The park is small but varied with spectacular landscapes in three distinct areas. In the west, the Meru Crater funnels the Jekukumia River; the peak of Mount Meru lies on its rim. Ngurdoto Crater in the south-east is grassland. The shallow alkaline Momella Lakes in the north-east have varying algal colours and are known for their wading birds.
Mount Meru is the second highest peak in Tanzania after Mount Kilimanjaro, which is just 60 km away and forms a backdrop to views from the park to the east. Arusha National Park lies on a 300-kilometre axis of Africa's most famous national parks, running from Serengeti and Ngorongoro Crater in the west to Kilimanjaro National Park in the east.

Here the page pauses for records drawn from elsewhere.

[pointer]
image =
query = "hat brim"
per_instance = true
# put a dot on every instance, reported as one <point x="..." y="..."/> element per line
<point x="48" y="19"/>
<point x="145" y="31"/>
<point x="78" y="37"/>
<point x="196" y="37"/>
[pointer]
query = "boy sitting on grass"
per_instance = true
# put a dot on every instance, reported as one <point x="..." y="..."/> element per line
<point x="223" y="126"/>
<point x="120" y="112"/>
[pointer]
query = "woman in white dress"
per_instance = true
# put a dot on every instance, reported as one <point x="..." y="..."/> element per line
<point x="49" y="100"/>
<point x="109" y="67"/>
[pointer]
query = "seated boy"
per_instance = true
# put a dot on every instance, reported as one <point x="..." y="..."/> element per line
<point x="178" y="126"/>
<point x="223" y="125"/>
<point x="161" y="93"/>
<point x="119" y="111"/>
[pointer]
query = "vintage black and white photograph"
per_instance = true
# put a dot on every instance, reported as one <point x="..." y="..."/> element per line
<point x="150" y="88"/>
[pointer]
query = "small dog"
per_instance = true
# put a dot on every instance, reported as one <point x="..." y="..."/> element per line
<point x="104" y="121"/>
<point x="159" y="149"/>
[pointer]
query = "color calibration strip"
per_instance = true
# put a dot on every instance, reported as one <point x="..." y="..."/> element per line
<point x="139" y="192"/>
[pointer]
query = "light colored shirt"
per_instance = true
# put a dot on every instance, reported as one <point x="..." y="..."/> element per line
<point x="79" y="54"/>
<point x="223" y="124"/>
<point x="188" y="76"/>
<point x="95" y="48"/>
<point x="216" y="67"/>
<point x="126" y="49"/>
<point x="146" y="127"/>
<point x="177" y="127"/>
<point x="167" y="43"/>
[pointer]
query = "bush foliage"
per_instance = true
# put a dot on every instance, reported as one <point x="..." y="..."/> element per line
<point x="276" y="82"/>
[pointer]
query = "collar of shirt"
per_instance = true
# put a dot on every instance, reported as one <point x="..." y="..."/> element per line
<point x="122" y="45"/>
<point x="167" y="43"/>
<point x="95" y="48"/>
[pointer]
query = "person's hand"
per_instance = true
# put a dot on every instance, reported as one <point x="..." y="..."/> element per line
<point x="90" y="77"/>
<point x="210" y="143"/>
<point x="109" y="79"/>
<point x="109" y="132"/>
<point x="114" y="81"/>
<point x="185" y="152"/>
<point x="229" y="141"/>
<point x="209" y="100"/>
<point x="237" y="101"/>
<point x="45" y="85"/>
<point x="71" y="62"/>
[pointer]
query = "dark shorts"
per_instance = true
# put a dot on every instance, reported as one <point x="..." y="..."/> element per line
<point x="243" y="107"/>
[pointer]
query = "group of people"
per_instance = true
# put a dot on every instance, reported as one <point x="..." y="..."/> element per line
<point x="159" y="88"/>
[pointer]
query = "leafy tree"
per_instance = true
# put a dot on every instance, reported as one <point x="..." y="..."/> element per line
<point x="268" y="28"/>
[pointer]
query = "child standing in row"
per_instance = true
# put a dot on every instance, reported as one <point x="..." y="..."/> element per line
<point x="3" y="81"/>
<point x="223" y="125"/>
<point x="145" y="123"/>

Arusha National Park has a rich variety of wildlife, but visitors shouldn't expect the same game-viewing experience they find in other national parks of Tanzania's northern circuit. Despite the small size of the park, common animals include giraffe, buffalo, zebra, warthog, the black-and-white colobus monkey, the blue monkey, flamingos and more. African elephants and leopards are present, but rarely seen. There are no lions in the park. Birdlife in the forest is prolific, with many forest species more easily seen here than elsewhere on the tourist route - Narina Trogon and Bar-tailed Trogon are both possible highlights for visiting birders, whilst the range of starling species provide somewhat less gaudy interest.